Nach einigen Momenten der völligen Frustration hatte sie ihr Handy gezückt und ihren Verlobten angerufen, um ihn über die unerfreuliche Sachlage zu informieren.

Melina war während des Telefonats losgezogen und hatte nach langer Suche eine Flughafenbar gefunden, die noch nicht geschlossen hatte, und wo sie zu einem irrsinnigen Preis eine ganze Flasche Wodka erwarb.

»Ist mein Hochzeitsgeschenk«, sagte sie zu ihrer Tante, für deren Misere sie sich mitverantwortlich fühlte. »Oder vielleicht ist das ja so was wie dein Junggesellinnenabschied jetzt. Gezwungenermaßen.«

Hätte Melina sie nicht angerufen, wäre Mathilde nämlich schon vor zwei Tagen von Hamburg nach Verona geflogen. So hatte sie auf sie gewartet und sich für diese sehr knappe Verbindung entschieden.
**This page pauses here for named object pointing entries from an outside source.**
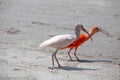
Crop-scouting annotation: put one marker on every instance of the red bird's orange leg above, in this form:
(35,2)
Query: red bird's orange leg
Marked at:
(76,55)
(69,54)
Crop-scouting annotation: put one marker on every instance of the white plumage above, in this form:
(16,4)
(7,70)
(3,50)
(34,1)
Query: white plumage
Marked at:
(58,41)
(61,41)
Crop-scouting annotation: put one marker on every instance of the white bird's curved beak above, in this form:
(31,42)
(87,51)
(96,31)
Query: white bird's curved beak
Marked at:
(87,33)
(104,31)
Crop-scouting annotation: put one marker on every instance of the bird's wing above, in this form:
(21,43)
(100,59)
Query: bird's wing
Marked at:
(58,41)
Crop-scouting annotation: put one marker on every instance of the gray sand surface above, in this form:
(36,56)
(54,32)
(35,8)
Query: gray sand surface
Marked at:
(24,24)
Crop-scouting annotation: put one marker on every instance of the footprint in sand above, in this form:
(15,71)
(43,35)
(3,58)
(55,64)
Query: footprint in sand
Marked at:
(3,62)
(12,31)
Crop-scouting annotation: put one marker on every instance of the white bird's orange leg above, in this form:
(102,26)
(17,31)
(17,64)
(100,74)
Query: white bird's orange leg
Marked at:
(54,56)
(69,54)
(76,55)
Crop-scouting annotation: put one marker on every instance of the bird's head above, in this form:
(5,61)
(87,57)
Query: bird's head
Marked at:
(78,29)
(96,29)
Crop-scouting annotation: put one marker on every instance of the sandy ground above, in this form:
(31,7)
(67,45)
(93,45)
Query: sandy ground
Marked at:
(24,24)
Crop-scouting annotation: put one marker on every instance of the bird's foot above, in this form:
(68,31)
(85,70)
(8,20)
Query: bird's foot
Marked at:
(78,60)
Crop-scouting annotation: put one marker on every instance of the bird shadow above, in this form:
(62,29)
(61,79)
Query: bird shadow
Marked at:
(91,61)
(67,68)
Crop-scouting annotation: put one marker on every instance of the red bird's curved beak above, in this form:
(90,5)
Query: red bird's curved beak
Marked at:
(87,33)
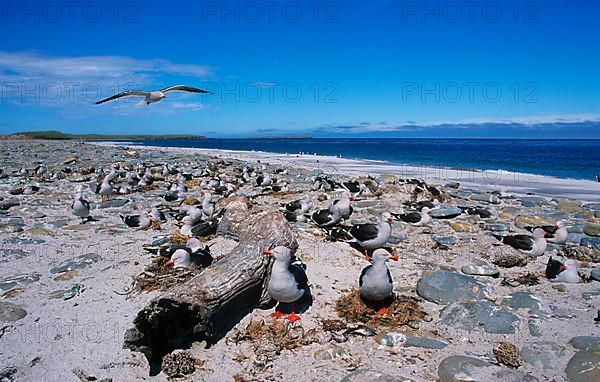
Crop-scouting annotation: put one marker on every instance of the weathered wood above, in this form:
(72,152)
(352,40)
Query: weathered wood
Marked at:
(210,304)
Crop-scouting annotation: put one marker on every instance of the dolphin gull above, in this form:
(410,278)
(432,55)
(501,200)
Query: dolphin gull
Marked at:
(288,282)
(375,282)
(154,95)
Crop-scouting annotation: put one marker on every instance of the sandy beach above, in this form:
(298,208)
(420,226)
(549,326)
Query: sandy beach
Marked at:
(68,295)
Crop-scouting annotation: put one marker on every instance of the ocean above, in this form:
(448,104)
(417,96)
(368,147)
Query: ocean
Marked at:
(574,159)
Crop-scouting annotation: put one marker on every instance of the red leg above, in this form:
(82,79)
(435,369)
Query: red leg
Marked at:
(277,314)
(293,317)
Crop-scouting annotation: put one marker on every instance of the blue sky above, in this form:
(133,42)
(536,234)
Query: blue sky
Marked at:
(320,68)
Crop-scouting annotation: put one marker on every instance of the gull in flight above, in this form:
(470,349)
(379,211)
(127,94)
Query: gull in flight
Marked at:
(154,95)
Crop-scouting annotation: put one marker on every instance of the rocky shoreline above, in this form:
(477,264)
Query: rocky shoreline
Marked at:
(491,314)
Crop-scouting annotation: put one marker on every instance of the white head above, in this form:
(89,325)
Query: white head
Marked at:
(381,255)
(560,224)
(282,254)
(347,195)
(386,217)
(179,259)
(193,244)
(570,264)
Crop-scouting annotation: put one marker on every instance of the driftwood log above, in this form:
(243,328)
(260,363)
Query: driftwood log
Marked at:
(206,307)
Nach ihrer planmäßigen Ankunft in Verona hätten sie noch achteinhalb Stunden Zeit gehabt. Nun würden sie zum Zeitpunkt der Trauung irgendwo zwischen München und Verona im Flugzeug sitzen.
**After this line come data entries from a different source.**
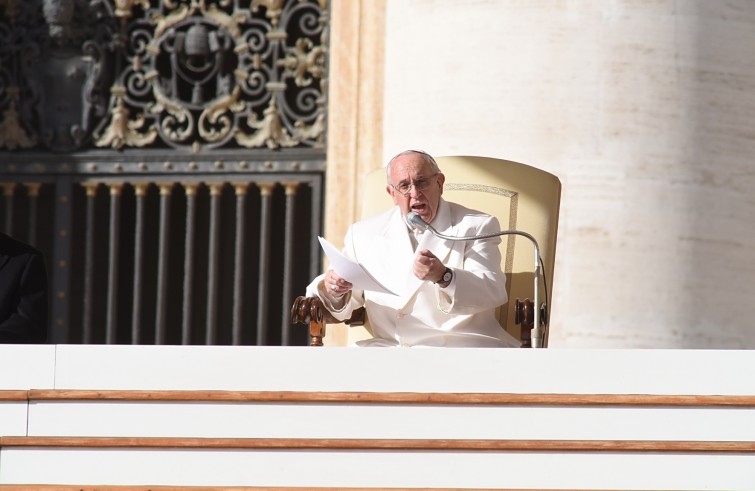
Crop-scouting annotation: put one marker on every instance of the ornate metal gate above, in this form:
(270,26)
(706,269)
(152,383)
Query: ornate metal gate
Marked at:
(167,156)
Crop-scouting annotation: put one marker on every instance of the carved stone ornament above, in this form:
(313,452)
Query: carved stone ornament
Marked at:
(185,74)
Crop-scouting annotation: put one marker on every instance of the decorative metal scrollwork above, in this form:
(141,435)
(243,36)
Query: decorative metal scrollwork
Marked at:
(184,74)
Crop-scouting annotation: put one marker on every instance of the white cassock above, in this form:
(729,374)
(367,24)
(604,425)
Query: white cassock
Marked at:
(423,314)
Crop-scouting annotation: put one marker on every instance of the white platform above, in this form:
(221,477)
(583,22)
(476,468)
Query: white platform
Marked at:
(348,370)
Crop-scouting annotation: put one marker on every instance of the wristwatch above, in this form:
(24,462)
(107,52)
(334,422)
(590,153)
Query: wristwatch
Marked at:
(446,278)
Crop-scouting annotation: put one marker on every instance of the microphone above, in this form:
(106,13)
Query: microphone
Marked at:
(418,223)
(413,219)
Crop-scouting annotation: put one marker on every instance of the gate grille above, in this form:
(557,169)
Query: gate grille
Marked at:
(167,156)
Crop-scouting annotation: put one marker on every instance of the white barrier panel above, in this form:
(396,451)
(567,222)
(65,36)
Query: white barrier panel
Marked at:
(378,418)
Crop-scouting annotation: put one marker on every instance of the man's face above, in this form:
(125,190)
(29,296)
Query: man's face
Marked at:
(412,169)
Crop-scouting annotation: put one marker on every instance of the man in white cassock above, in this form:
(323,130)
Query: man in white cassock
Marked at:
(446,291)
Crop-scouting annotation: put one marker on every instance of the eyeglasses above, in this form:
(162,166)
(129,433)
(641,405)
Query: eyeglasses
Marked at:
(419,184)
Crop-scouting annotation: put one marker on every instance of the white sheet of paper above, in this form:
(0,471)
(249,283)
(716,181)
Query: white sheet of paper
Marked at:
(351,270)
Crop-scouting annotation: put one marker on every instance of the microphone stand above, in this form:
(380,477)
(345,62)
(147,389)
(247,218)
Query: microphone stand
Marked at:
(537,332)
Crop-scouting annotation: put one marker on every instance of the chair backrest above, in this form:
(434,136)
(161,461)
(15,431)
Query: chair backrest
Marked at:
(522,197)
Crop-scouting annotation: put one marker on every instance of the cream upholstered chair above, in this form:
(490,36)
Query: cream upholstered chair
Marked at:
(522,197)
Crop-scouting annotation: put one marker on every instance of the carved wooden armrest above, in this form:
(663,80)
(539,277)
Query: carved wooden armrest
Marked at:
(310,310)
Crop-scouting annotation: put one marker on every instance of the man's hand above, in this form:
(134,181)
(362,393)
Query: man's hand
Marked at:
(427,267)
(335,285)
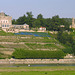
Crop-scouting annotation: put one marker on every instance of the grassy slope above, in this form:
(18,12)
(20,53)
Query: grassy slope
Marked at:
(67,70)
(40,73)
(31,42)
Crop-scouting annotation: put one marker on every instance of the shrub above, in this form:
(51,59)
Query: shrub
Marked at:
(34,54)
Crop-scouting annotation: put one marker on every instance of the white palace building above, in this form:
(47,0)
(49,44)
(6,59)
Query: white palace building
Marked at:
(6,24)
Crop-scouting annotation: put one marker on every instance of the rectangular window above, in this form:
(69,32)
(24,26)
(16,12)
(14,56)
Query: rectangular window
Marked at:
(2,25)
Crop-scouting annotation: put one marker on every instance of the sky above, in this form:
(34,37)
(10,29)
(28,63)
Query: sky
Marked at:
(48,8)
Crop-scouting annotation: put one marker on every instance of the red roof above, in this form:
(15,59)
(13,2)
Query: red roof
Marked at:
(42,27)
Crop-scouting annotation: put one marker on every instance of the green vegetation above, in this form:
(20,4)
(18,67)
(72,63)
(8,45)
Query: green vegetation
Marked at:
(2,33)
(34,54)
(60,70)
(40,73)
(68,41)
(50,23)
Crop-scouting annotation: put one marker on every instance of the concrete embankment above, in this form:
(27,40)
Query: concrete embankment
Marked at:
(36,61)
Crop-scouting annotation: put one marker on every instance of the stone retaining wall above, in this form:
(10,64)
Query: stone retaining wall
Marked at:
(36,61)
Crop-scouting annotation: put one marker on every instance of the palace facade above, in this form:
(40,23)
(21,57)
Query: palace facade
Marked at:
(6,24)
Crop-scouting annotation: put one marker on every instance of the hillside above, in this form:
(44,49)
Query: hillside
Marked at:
(10,41)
»Junggesellinnenabschied.« Mathilde hatte geschnaubt. Dann musste sie aber doch lächeln. Im Gegensatz zu Melinas braunem Gesicht wirkte ihres fast reinweiß. »Gehören dazu nicht eine Menge nackter Männer?«

Melina grinste. Es war eine gute Entscheidung gewesen, zu Mathilde zu fliehen. Was danach kam, war egal.
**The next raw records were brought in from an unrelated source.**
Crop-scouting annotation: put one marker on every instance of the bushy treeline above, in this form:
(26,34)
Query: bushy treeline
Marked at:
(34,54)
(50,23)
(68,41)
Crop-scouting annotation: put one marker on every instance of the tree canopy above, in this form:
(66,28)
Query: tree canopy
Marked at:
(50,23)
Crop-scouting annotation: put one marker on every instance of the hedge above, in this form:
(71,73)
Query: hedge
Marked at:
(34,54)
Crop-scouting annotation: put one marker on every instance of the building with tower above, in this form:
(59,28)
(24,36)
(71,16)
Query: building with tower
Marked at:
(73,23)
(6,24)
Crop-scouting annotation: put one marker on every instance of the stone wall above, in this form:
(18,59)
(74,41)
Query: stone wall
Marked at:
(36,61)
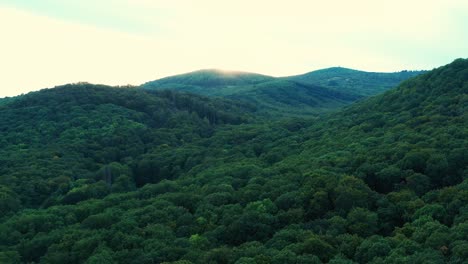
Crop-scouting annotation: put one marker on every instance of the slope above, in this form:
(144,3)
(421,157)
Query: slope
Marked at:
(382,181)
(208,82)
(272,96)
(53,138)
(354,81)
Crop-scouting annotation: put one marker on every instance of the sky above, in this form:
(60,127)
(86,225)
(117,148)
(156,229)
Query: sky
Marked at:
(44,43)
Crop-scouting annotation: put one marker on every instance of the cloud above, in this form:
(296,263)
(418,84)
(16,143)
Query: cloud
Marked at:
(131,42)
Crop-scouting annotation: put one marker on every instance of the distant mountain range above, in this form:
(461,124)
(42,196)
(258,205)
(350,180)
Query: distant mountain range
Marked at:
(354,81)
(302,95)
(99,174)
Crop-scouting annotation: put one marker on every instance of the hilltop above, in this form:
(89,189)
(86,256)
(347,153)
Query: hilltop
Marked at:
(383,180)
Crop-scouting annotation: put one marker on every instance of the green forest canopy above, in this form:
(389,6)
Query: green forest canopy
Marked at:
(94,174)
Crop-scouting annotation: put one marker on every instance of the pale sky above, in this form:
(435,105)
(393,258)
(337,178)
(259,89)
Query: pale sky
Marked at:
(44,43)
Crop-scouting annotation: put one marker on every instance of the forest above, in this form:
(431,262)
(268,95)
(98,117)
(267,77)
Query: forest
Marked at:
(99,174)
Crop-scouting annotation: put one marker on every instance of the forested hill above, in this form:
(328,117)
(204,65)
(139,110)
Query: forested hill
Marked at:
(354,81)
(382,181)
(273,96)
(51,138)
(207,81)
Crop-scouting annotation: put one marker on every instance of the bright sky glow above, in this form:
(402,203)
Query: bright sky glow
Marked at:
(117,42)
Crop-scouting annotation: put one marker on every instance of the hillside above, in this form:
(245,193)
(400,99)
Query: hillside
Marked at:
(354,81)
(53,138)
(272,96)
(208,82)
(382,181)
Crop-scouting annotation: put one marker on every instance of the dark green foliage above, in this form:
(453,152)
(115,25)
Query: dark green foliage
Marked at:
(93,174)
(353,81)
(273,96)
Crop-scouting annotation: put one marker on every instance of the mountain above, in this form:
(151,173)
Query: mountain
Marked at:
(272,96)
(354,81)
(208,82)
(383,180)
(51,138)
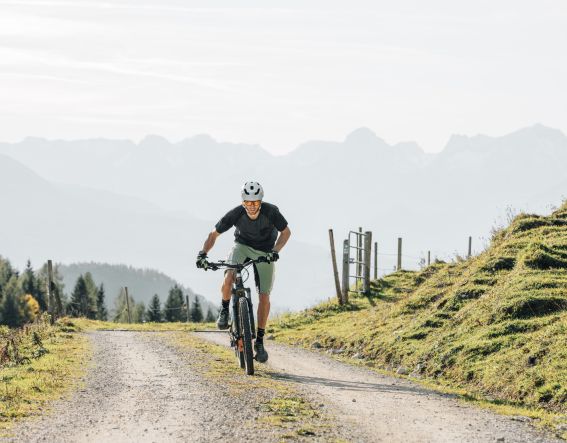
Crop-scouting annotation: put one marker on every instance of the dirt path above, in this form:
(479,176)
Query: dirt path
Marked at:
(390,409)
(141,390)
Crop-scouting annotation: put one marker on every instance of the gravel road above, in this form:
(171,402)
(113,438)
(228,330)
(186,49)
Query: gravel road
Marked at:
(142,390)
(388,409)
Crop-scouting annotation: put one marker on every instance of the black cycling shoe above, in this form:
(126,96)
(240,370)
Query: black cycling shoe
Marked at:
(261,353)
(222,321)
»Du kannst das jetzt entstandene Zeitfenster nutzen, um mir von deinem Bräutigam zu erzählen. Der war ja sicher schon öfter mal nackt.«

Mathilde schnalzte mit der Zunge. Dann sagte sie: »Oder du erzählst mir endlich, wegen welcher Geschichte du über zweitausend Kilometer weit geflohen bist. Ich wette, da kommt auch der eine oder andere nackte Mann drin vor.« Sie griff nach der Flasche mit der durchsichtigen Flüssigkeit, musterte sie und nickte. »Da haben wir aber was vor. In nur vier Stunden und – Moment! Zwei Minuten. Also, fängst du an? Oder soll ich?«

»Egal, lass uns Schere, Stein, Papier machen.« Melina spürte einen Stich, als sie sich das sagen hörte. Schere, Stein, Papier war etwas, das Sophie vorschlagen würde. »Die Verliererin beginnt.«

Mathildes Stein verlor gegen Melinas Papier. Sie seufzte. »Jetzt«, sagte sie mit erhobenem Zeigefinger, »möchte auch ich noch zur Toilette. Zeit genug haben wir ja.«

Melina nickte.

***

Noch 3 Stunden, 58 Minuten …

Lilly warf der Zeitanzeige auf der elektronischen Tafel, die An- und Abflugszeiten bekannt gab, einen giftigen Blick zu. Es machte sie aggressiv, den Minuten bei ihrem unendlichen langsamen Verstreichen zuzusehen. Sie musste sich ablenken, Wut auf Minuten brachte sie nicht weiter. Ohnehin würde sie hier die ganze Nacht hocken müssen, ob ihr das passte oder nicht. Da war es besser, sie fügte sich gelassen in ihr Schicksal.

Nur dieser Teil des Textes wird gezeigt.